Although the first and second embodiments have been exemplified above, the above-mentioned examples do not have a restrictive meaning. In addition, it will be apparent to those skilled in the art that various modifications, improvements, and combinations can be made.

[0046]

According to the present invention, in a digital still camera, charging by a charger (battery charger) can be omitted without using a dry battery. Moreover, it is not necessary to use an AC adapter.

[Brief description of drawings]

FIG. 1 is a schematic diagram showing a structure of a power supply unit suitable for use in a solid-state imaging device according to a first embodiment of the present invention.

FIG. 2 is a block diagram of the solid-state imaging device according to the first embodiment of the present invention.

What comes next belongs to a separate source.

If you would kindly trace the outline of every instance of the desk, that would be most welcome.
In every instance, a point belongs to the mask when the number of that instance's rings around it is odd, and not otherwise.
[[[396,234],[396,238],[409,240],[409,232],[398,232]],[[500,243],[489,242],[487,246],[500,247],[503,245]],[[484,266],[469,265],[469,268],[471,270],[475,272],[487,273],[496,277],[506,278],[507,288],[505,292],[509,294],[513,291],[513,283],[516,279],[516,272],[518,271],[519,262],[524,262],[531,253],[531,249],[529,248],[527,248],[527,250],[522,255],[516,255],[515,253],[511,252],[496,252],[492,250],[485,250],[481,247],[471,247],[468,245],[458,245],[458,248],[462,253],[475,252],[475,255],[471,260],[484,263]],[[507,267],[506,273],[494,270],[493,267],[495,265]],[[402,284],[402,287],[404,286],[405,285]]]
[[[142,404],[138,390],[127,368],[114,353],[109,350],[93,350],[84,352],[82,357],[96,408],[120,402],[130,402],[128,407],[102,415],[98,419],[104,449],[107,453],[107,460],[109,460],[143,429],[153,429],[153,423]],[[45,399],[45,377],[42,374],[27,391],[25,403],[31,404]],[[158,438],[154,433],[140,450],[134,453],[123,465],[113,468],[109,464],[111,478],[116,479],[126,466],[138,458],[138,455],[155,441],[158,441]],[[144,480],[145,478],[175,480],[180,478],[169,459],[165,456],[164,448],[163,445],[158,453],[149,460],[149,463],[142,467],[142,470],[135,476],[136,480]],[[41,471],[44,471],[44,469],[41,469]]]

FIG. 3 is a top view of the digital still camera according to the first embodiment of the present invention.

FIG. 4 is a front view of the digital still camera according to the first embodiment of the present invention.

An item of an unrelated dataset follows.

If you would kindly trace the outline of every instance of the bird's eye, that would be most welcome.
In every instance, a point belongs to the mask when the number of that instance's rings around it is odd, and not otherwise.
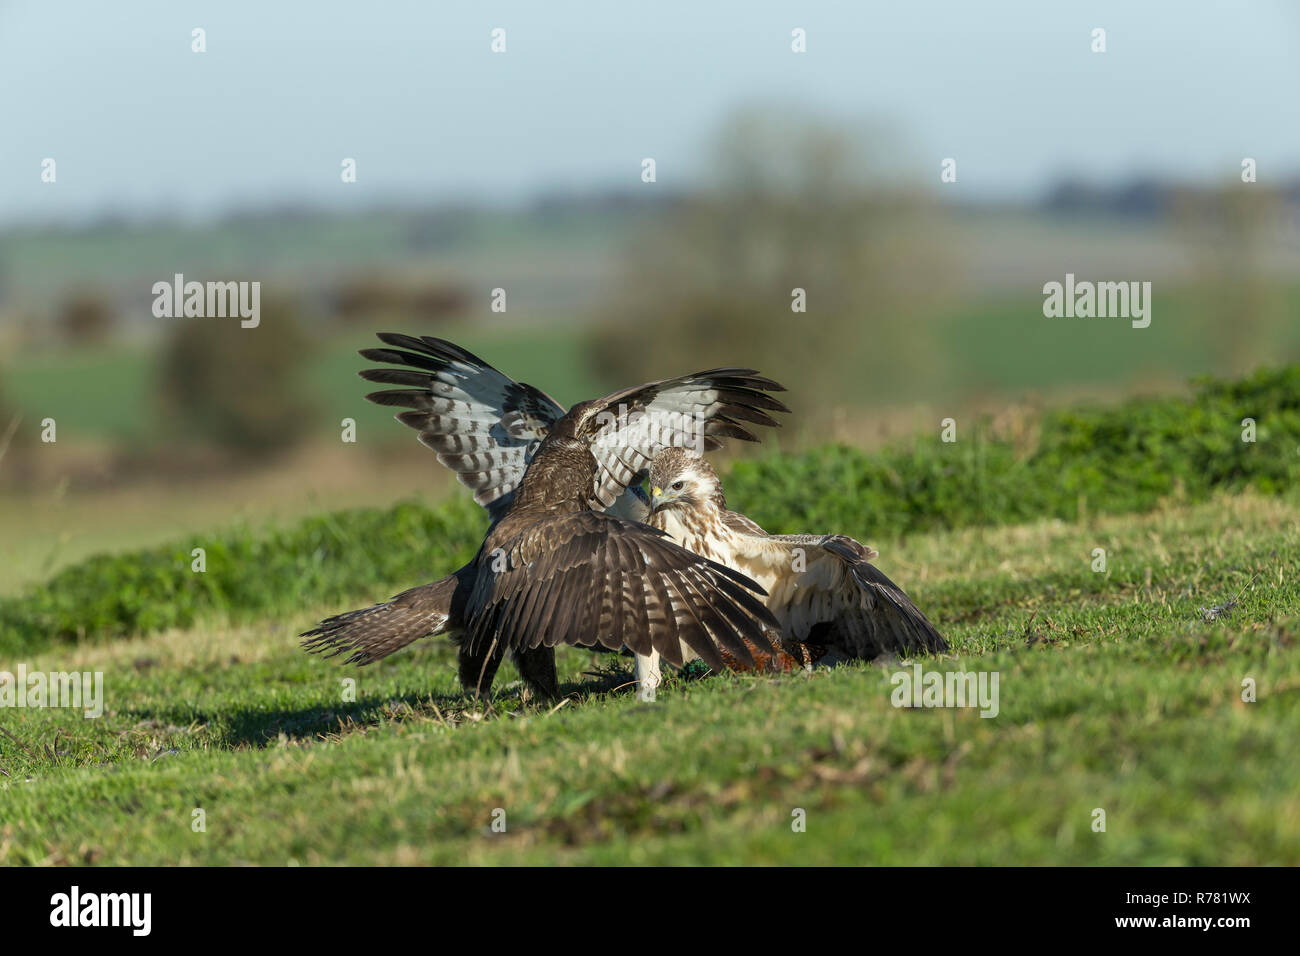
[[[683,488],[685,488],[685,487],[686,487],[686,482],[684,482],[684,481],[674,481],[674,482],[673,482],[673,491],[681,491],[681,490],[682,490]]]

FIG. 5 is a side view of the digital still camera according to the first embodiment of the present invention.

FIG. 6 is a rear view of the digital still camera according to the first embodiment of the present invention.

FIG. 7 is a schematic diagram showing a structure of a power supply section of a solid-state imaging device according to a second embodiment of the present invention.

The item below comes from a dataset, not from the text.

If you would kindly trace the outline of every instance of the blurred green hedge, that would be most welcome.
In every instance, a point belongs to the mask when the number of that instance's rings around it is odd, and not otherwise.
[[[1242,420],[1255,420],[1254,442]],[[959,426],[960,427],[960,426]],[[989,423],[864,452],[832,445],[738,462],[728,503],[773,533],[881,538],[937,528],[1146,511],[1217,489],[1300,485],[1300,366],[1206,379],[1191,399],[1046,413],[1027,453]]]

FIG. 8 is a block diagram of a solid-state imaging device according to a second embodiment of the present invention.

FIG. 9 is a schematic diagram showing the structure of a power supply unit of a general low-cost digital camera.

[Explanation of symbols]

B digital still camera 1 body 3 power supply 5 solar cells 7 storage battery 8 camera body 11 diode 12 resistance 15 DC / DC converter 15

   ─────────────────────────────────────────────────── ─── Continued front page    F term (reference) 2H100 DD07 DD13                 5C022 AA13 AB15 AB40 AB67 AC03                       AC13 AC22 AC32 AC42 AC72                       AC73                 5G003 AA06 BA03

Claims (6)

[Claims] 1. An image data signal generation unit including an imaging lens and an image sensor, an image data signal processing unit for signal processing the image data signal output from the image data signal generation unit, and the image data signal. A main body unit including an image data output unit that outputs processed image data processed by the processing unit, a power supply unit for driving at least one of the main body unit, the main body unit and the power supply unit And a camera body that stores therein, the power supply unit, a solar cell provided on the surface of the camera body, a storage battery for storing the electric power generated by the solar cell, the solar cell and the storage battery. An image pickup apparatus including: a wire connecting the two in parallel; and at least a pair of output terminals extending from both electrodes of the storage battery. 2. A diode connected in series between the solar cell and the storage battery, wherein a cathode of the diode is connected to a positive electrode of the storage battery and an anode of the diode is connected to a positive electrode of the solar cell. The imaging device according to claim 1, further comprising a diode that is formed. 3. The image pickup device according to claim 2, further comprising a resistor connected between the wirings between the diode and the storage battery. 4. The solar cell is an integrated amorphous silicon solar cell composed of a plurality of sub-module solar cells connected in series formed on a substrate.
The imaging device according to any one of items 1 to 3. 5. The storage battery is a rechargeable battery that is rechargeable by accumulating the electrical energy formed by the solar cell, and is a minimum unit rechargeable rechargeable battery that is connected to a plurality of sub-module rechargeable batteries. The imaging device according to any one of claims 1 to 4, wherein 6. The storage battery is a storage battery formed by connecting the sub-module storage batteries in series, and the output terminal is formed between both electrodes of at least one sub-module storage battery selected from the series connection. The imaging device according to any one of claims 1 to 5, which is at least a pair of terminals and is an output terminal that outputs the divided voltage of the series connection.